I am working on some exercise of Riemannian Geometry. I am proving that $G=\left\{\begin{pmatrix} 1& 0 & 0 \\ x&1&0 \\ y&x&1 \end{pmatrix}\mid x, y\in \mathbb R\right\}$ is a Lie Group. For the proof I am going to prove that the mapping that associates for each element its inverse is differentiable.
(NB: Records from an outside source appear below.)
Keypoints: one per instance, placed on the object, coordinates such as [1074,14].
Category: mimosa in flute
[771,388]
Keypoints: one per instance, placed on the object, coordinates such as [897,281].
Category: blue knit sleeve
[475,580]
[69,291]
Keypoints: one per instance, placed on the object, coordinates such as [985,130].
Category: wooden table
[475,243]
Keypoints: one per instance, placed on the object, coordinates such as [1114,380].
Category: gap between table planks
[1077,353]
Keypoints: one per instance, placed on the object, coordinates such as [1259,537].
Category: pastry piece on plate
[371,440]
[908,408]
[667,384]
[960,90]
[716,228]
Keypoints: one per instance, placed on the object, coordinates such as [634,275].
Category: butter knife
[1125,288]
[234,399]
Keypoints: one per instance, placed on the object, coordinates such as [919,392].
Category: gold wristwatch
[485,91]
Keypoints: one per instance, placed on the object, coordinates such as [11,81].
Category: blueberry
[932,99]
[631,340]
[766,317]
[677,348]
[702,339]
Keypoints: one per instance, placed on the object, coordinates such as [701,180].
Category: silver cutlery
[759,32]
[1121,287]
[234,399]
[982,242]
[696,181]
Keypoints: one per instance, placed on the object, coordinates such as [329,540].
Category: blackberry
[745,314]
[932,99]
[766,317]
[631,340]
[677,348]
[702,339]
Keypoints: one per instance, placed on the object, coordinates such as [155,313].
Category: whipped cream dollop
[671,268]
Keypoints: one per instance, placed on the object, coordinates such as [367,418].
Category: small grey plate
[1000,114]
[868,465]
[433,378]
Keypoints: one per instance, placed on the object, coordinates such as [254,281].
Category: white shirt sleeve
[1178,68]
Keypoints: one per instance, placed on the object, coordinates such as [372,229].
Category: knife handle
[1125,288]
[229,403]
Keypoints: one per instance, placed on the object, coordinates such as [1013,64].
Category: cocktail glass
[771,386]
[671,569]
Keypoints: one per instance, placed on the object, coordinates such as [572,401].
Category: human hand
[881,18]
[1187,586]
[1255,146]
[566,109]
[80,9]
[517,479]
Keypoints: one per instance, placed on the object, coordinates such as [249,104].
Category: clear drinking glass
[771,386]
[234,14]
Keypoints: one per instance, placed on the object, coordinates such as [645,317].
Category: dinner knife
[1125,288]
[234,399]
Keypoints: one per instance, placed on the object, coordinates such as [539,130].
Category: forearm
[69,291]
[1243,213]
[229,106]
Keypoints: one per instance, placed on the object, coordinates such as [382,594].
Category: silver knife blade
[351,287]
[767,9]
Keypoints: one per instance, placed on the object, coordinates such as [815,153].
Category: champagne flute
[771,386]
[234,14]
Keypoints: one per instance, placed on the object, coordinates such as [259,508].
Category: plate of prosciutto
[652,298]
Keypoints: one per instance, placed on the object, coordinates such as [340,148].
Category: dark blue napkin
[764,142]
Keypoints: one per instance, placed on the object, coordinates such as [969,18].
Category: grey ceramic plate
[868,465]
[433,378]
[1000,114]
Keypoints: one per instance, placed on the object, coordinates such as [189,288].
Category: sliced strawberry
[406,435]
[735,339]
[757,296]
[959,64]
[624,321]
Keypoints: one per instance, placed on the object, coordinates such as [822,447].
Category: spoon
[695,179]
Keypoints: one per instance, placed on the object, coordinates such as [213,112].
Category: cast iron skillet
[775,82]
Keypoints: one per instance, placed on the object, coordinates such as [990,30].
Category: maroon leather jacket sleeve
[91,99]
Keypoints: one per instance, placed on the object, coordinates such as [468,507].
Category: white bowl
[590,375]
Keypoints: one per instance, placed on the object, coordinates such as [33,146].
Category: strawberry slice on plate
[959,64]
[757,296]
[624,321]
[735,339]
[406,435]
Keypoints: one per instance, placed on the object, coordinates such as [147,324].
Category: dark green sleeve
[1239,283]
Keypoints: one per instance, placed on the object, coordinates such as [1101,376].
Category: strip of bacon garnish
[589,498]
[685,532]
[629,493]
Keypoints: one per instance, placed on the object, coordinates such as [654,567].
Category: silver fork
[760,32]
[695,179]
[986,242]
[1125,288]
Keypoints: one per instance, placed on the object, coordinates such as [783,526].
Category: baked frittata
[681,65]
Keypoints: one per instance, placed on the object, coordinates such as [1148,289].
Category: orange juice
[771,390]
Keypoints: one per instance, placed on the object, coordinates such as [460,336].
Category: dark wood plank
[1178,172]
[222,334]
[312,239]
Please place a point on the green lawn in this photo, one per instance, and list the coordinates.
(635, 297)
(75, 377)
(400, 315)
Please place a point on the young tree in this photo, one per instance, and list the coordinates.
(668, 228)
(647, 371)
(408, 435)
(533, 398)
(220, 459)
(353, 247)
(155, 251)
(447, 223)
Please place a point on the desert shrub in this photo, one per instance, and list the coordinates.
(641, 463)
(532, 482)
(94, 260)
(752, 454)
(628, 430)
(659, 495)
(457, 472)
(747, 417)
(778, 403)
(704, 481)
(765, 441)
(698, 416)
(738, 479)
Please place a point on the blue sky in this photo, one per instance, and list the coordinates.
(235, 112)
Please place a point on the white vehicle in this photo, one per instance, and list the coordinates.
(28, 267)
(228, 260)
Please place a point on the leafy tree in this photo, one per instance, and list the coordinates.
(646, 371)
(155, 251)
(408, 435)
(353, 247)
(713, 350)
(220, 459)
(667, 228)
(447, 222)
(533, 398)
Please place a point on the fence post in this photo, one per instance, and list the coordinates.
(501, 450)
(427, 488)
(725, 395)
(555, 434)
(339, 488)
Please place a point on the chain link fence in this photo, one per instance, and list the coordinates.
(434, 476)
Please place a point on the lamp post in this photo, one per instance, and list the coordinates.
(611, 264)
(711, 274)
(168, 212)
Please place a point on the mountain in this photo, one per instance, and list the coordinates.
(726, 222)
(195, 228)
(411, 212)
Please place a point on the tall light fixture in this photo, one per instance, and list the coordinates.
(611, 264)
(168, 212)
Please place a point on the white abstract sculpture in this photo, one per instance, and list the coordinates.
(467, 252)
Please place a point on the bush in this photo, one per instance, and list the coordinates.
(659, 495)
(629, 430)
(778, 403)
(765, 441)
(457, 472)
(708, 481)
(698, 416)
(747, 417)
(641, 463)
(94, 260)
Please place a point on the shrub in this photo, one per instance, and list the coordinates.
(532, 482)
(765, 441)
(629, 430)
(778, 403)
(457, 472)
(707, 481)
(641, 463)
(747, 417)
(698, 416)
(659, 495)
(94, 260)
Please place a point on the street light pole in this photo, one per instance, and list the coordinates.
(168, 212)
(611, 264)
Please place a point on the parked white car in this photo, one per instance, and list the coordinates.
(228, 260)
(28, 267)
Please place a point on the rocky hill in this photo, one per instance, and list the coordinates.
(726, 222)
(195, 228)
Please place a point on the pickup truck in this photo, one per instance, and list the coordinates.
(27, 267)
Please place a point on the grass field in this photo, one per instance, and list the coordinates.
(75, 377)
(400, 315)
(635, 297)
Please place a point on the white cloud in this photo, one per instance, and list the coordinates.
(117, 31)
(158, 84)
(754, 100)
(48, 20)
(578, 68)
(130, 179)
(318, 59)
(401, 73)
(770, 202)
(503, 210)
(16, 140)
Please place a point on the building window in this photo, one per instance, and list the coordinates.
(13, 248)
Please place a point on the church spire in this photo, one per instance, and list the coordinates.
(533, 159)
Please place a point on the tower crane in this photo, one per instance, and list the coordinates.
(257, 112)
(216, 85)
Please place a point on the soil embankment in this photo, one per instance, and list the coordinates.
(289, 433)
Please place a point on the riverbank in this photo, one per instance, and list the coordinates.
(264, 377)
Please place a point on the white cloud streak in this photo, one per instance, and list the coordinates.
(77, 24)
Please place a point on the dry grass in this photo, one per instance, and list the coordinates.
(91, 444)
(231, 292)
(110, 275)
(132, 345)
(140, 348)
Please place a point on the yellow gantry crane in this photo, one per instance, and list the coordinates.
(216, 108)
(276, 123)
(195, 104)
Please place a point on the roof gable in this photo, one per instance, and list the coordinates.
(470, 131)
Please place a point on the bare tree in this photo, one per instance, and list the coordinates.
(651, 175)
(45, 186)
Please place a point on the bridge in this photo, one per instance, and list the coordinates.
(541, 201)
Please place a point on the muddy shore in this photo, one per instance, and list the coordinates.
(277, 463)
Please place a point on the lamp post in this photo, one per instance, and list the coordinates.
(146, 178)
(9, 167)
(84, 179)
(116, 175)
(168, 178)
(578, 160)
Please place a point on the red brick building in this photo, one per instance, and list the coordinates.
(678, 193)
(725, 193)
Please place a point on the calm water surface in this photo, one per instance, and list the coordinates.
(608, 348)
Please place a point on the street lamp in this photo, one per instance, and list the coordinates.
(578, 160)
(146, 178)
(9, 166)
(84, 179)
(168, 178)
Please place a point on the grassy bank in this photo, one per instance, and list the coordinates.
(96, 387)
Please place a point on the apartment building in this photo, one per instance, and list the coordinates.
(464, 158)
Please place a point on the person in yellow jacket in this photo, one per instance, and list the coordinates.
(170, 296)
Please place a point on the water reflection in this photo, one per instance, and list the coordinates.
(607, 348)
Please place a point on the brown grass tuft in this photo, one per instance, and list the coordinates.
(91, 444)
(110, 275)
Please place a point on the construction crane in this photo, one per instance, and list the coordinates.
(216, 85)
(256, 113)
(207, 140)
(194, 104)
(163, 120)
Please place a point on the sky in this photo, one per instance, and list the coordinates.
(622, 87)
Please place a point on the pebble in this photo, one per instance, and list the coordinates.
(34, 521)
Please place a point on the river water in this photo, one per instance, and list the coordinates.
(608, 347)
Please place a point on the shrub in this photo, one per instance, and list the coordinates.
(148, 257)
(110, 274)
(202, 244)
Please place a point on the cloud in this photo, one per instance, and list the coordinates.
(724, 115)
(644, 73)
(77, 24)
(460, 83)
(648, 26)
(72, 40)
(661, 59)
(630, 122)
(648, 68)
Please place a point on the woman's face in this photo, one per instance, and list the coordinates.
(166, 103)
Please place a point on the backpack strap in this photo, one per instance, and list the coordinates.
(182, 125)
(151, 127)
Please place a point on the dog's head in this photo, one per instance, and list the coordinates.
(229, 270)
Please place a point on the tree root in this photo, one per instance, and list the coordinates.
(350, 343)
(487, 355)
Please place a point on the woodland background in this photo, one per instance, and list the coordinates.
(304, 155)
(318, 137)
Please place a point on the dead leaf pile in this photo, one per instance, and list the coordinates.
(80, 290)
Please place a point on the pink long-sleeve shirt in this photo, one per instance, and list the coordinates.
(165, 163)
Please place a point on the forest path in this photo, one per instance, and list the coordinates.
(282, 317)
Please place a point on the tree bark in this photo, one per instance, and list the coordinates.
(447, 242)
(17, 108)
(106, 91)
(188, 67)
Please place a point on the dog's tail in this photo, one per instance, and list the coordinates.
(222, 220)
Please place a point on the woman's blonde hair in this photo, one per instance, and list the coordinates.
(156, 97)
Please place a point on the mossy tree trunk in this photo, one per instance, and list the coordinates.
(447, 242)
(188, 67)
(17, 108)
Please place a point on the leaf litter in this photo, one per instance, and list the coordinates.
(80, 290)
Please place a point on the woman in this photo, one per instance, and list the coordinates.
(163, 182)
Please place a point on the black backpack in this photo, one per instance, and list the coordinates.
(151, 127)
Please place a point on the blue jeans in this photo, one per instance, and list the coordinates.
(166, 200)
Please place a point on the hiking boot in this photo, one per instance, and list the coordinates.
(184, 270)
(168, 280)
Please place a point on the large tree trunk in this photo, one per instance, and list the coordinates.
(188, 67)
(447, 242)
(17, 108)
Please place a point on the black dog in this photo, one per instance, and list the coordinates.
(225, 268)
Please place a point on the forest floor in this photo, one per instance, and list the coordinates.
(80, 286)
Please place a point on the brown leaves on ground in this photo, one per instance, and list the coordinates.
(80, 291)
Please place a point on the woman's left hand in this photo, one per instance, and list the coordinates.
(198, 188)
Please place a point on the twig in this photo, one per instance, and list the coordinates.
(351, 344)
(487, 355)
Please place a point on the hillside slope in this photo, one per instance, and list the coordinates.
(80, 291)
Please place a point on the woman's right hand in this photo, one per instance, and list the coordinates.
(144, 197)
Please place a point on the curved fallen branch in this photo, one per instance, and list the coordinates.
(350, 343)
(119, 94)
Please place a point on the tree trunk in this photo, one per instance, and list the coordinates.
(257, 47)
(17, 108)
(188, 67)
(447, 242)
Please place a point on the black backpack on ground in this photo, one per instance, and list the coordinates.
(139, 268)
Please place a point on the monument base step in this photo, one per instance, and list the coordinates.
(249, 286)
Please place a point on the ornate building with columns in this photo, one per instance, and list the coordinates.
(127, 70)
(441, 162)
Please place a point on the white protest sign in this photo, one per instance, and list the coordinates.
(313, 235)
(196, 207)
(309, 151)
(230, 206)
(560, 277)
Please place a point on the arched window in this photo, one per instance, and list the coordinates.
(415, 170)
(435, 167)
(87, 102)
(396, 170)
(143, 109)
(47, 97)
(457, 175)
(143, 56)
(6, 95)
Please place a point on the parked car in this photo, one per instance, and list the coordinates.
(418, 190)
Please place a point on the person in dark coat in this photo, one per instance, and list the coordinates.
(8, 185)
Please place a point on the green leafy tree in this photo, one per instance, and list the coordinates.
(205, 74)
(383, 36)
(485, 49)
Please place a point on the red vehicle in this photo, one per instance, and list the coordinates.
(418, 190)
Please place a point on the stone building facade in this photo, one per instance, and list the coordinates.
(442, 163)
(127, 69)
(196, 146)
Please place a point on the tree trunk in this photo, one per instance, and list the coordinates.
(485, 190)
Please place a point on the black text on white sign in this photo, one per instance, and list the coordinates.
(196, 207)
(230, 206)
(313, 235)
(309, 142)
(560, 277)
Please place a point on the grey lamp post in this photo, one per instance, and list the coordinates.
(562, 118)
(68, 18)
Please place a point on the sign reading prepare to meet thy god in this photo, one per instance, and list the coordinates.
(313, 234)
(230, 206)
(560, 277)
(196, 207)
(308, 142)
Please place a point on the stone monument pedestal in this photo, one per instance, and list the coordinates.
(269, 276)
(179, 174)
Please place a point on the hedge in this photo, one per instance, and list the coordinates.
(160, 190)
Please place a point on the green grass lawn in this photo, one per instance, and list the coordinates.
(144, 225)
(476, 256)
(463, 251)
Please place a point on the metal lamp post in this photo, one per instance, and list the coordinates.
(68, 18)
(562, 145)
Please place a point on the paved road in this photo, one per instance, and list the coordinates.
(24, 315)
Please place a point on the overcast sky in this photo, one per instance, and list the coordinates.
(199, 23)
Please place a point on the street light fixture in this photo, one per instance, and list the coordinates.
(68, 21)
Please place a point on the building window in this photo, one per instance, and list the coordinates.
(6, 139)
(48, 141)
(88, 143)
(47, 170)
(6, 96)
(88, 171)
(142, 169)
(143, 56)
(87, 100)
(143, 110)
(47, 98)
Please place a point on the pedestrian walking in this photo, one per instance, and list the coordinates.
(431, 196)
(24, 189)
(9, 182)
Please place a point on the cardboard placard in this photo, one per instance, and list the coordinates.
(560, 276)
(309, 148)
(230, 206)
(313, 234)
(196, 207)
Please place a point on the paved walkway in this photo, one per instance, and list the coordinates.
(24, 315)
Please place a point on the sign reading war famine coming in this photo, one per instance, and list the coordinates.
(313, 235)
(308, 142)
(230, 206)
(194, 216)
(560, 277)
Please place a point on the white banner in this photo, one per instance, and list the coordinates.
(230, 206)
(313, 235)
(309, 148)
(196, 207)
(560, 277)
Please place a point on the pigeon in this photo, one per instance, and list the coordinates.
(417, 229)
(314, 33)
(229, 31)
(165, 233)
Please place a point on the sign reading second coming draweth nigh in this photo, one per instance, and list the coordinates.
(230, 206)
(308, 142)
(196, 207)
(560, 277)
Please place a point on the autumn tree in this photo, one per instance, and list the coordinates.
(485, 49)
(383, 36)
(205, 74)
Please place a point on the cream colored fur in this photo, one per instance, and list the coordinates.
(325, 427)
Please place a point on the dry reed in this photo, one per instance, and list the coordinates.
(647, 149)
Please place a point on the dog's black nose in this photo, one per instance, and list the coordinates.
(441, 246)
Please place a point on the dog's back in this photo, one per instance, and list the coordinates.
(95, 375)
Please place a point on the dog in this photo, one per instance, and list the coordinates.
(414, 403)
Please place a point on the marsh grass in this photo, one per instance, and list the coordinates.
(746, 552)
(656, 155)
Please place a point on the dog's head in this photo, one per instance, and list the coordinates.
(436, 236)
This mapping is $I:G\longrightarrow G$ defined as $I\left(\begin{pmatrix} 1& 0 & 0 \\ x&1&0 \\ y&x&1 \end{pmatrix}\right)=\begin{pmatrix} 1& 0 & 0 \\ -x&1&0 \\ x^2-y&-x&1 \end{pmatrix}$
I have seen that some people, when they calculate the differential of $I$, considerer the embedding of $G\longrightarrow \mathbb R^9,\ X=\begin{pmatrix} 1& 0 & 0 \\ x&1&0 \\ y&x&1 \end{pmatrix}\mapsto \begin{pmatrix} 1& 0 & 0 & x&1&0 & y&x&1 \end{pmatrix}^t$
And they write the differential of I as: $Df_{(X)}(u,v)=\begin{pmatrix} 0& 0 \\0& 0 \\0& 0 \\-1& 0 \\0& 0 \\0& 0 \\2x& -1 \\-1& 0 \\0& 0 \\ \end{pmatrix} \begin{pmatrix} u\\ v \end{pmatrix}$
But I wonder if it is not correct, or even better, to write it as: $Df_{(X)}(u,v)=\begin{pmatrix}\begin{pmatrix} 0& 0 & 0 \\ -1&0&0 \\ 2x&-1&0 \end{pmatrix}& \begin{pmatrix} 0& 0 & 0 \\ 0&0&0 \\ -1&0&0 \end{pmatrix}\end{pmatrix}\begin{pmatrix} u\\ v \end{pmatrix}$
I think that writing the function mapping $G$ to $\mathbb R^9$ it is for trivially see that $I$ is differentiable, but in the other way it is trivial too. Am I right? What do you think? Thanks.